Selon le responsable de ce service, cette année l’opération a commencé en juin dernier pour s’achever à la fin du mois de décembre prochain, en englobant les périodes de chaleur où de froid où les cours d’eau sont soumis à diverses pollutions. Une opération qui a débuté par Ain Berda, en passant par El Hadjar et le Pont Bouchet, jusqu’à l’embouchure du fleuve Seybouse, des zones particulièrement touchées par la pollution industrielle qui n’épargne aucun des principaux cours d’eau de la wilaya, que ce soit le fleuve, ou les rivières Meboudja et Bejima, sans parler de leurs affluents.
Une pollution qui va en s’aggravant, avec l’apparition chaque année de nouveaux points sensibles, comme celui des rejets d’eaux usées dans la Meboudja, à partir de la zone urbaine. Ce cours d’eau est d’autant plus pollué, comme nous l’avons rapporté dans un précédent article, qu’il charrie en plus, les rejets industriels liquides du complexe sidérurgique d’El-Hadjar, au point où cette rivière prend littéralement feu de temps à autre, saturée par les huiles.

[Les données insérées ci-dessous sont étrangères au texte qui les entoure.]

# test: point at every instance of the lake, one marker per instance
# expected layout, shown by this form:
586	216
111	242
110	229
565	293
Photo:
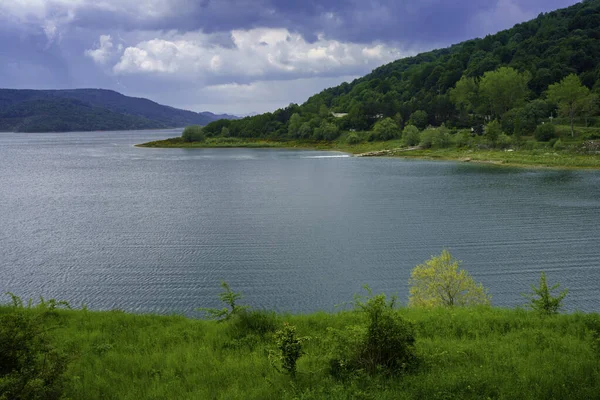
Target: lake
89	218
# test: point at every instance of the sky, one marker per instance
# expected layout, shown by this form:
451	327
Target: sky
231	56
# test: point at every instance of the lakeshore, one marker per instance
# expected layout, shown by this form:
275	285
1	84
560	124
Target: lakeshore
537	158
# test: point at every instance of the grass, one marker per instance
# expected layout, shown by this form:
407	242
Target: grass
475	353
536	155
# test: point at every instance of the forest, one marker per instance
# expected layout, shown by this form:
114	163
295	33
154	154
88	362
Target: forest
543	70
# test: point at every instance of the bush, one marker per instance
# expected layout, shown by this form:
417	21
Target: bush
193	133
353	139
545	132
463	138
542	301
290	348
30	368
254	322
426	138
504	141
385	344
410	136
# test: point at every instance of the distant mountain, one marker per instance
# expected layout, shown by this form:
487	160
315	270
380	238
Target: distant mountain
90	110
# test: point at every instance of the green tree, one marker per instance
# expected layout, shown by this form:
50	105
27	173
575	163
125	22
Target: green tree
569	95
504	89
420	119
465	94
386	129
294	125
193	133
410	135
492	132
542	301
440	282
589	106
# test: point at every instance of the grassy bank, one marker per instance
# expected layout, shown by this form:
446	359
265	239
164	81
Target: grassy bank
539	157
467	353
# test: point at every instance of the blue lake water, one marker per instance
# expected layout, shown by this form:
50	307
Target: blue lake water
89	218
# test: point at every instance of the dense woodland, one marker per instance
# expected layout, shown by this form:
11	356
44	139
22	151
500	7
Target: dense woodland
503	77
88	110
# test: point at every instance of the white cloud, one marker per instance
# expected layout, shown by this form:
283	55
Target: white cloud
105	50
261	53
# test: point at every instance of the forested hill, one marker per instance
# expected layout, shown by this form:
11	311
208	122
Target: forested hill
418	89
89	110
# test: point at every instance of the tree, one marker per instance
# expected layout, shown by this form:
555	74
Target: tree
569	95
542	300
294	125
440	282
465	94
410	135
504	89
193	133
386	129
589	106
420	119
493	130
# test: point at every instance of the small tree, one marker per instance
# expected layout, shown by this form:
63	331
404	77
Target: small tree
193	133
493	130
569	94
440	282
410	135
542	301
290	348
230	299
386	129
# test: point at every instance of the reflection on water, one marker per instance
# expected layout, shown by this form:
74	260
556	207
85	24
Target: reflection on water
89	218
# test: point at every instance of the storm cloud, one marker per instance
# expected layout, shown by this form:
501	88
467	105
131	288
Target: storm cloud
176	51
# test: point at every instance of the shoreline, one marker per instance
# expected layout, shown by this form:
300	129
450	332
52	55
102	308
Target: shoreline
533	159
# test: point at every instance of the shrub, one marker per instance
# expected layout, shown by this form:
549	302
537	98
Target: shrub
463	138
493	130
542	301
352	139
410	136
290	348
545	132
385	344
504	141
30	368
254	322
193	133
440	282
426	138
230	299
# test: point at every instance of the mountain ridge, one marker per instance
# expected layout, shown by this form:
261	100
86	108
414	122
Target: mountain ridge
86	109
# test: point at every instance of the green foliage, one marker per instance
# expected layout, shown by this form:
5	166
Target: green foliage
542	301
504	89
545	132
385	344
230	299
193	133
290	348
30	367
410	135
570	96
353	139
420	119
386	129
440	282
492	132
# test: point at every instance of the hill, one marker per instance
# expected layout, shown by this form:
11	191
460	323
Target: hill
417	90
89	110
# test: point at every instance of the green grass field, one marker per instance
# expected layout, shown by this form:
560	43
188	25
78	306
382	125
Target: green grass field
532	154
478	353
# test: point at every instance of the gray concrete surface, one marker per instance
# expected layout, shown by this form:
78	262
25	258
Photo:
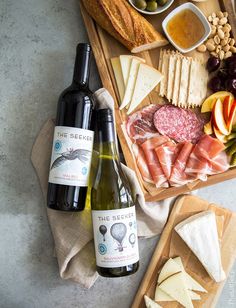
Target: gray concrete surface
37	46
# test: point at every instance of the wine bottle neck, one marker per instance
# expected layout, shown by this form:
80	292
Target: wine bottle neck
82	65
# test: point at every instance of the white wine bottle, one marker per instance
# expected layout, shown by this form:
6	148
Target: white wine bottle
113	209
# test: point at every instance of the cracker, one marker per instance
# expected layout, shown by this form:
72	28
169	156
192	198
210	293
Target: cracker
184	82
175	94
171	75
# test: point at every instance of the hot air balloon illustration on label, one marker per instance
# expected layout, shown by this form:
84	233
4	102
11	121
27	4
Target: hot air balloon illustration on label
118	232
103	231
132	239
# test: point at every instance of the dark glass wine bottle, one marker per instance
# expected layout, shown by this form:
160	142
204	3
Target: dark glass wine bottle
73	140
113	210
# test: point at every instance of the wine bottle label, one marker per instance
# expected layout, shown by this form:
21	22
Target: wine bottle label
71	156
115	237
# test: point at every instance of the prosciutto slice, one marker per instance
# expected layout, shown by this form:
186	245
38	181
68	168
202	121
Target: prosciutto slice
209	147
207	158
167	155
142	163
140	125
178	175
153	163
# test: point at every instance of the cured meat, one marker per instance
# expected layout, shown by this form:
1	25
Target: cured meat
167	155
178	124
202	166
178	175
142	163
140	125
209	147
154	166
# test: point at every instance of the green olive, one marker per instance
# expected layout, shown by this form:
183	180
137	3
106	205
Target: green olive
140	4
151	6
161	2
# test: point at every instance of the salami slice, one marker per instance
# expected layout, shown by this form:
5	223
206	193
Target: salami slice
140	125
178	124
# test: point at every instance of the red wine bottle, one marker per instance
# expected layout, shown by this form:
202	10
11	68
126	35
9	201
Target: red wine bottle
73	140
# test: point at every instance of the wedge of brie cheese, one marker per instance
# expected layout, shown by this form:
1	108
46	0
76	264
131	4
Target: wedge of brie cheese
199	232
147	79
176	288
115	62
150	303
161	296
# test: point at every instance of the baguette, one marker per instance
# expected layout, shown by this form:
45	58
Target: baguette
125	24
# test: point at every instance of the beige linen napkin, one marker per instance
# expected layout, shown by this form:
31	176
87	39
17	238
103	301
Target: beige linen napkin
72	232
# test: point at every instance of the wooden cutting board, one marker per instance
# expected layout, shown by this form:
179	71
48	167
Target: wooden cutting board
105	47
171	245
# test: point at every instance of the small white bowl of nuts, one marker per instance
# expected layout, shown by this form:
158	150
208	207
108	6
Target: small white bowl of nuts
220	43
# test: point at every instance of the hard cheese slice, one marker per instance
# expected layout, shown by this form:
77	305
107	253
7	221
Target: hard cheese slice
148	77
184	82
131	82
164	70
171	74
125	62
176	288
115	62
175	94
199	232
168	269
192	284
150	303
161	296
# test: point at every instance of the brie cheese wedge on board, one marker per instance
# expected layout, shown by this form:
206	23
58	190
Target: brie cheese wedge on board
150	303
199	232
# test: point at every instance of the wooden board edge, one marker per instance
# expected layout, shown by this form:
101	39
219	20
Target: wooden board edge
156	257
157	253
227	6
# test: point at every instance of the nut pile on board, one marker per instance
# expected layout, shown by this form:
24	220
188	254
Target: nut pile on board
220	43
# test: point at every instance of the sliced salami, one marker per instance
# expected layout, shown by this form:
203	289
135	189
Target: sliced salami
140	125
178	124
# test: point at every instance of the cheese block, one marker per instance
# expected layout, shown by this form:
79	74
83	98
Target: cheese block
176	288
125	24
125	62
199	232
129	90
150	303
168	269
161	296
192	284
115	62
148	77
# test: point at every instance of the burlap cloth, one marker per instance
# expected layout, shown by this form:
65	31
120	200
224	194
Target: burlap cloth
72	232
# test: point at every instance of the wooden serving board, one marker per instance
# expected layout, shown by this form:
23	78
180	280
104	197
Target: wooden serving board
171	245
105	47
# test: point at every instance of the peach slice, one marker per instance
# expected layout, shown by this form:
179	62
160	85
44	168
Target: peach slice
209	102
208	128
218	118
227	103
231	116
219	136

D’après des sources l’administration locale, pas moins de 7 paramètres sont inclus dans ces analyses, et en cas de pollution avérée, l’irrigation agricole est aussitôt interdite dans les zones incriminées, comme cela s’est passé l’an dernier. Mais cette interdiction est rarement observée par les agriculteurs, particulièrement ceux dont les terres sont situées en bordure des cours d’eau.
Dans ces cas là, selon un fonctionnaire de la police des eaux, un véritable jeu du chat et de la souris commence. Un jeu qui se fait en pleine nuit, car c’est le moment choisi par les agriculteurs indélicats pour d’adonner à l’irrigation à partir des eaux polluées, sans aucune considération pour ce qui est des conséquences que leur geste peut avoir sur la qualité des produits agricoles.
Différents stratagèmes sont appliqués par ces derniers, comme le remplissage de faux puits durant la nuit à partir de la rivière polluée, ou simplement l’irrigation nocturne et manuelle afin de ne pas donner l’alerte avec le bruit des pompes.